I’d be more curious as to how the Chamber of Commerce justified a trademark in the first place for something which it didn’t create, doesn’t own, sitting on land it doesn’t own either, and which it doesn’t even maintain.
Apparently the Federal government (specifically, the National Park Service) is OK with commercial interests exploiting the Statue of Liberty, as a certain sleazy insurance company currently does in its TV saturation ads.
However, some things are so well-known that they should not be TMed. For example, an agency TMing Mt. Rushmore (unless it was something like an insurance logo)? Stupid.
IIRC, we had a long thread with the OP on a different topic regarding IP a few months ago, when he first joined. In short: he simply doesn’t like many of the details of US IP law, and trying to explain the details here doesn’t make a difference.
Being well-known is not a legal barrier.
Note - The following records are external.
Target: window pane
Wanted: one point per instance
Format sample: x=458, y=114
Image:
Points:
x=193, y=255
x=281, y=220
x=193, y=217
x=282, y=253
However, the Chamber of Commerce also has the TM for the Walk of Fame sidewalk stars, and one trinket company took them to court, arguing that those stars were conceived by the City of Los Angeles, and that they are embedded into public property. Interestingly the suit was settled out of court–interestingly because the trinket company could not have had much legal muscle compared to the Chamber.
The Hollywood sign is on public property (Griffith Park), too, but more importantly, what product or service does the Hollywood sign really identify? Effectively it’s the logo itself which is being sold (emblazoned on cheap souvenirs, which can be anything). But the chamber itself doesn’t sell the logo, and doesn’t own the sign itself. Is it essentially commodifying the place itself (which is a district of Los Angeles), a public community? I’m curious how they justified this trademark in their application.
I cannot stand those commercials, in one the lady’s head won’t stop moving when she talks, another the poor guy being badgered by his wife and then the narrator talking who sounds like he still has coffee in his mouth when he speaks! Allstate went the good route with Dennis Haysbert’s voice at least. But I did wonder how they were able to use the statue of liberty in that or if it was computer generated, does that make a difference?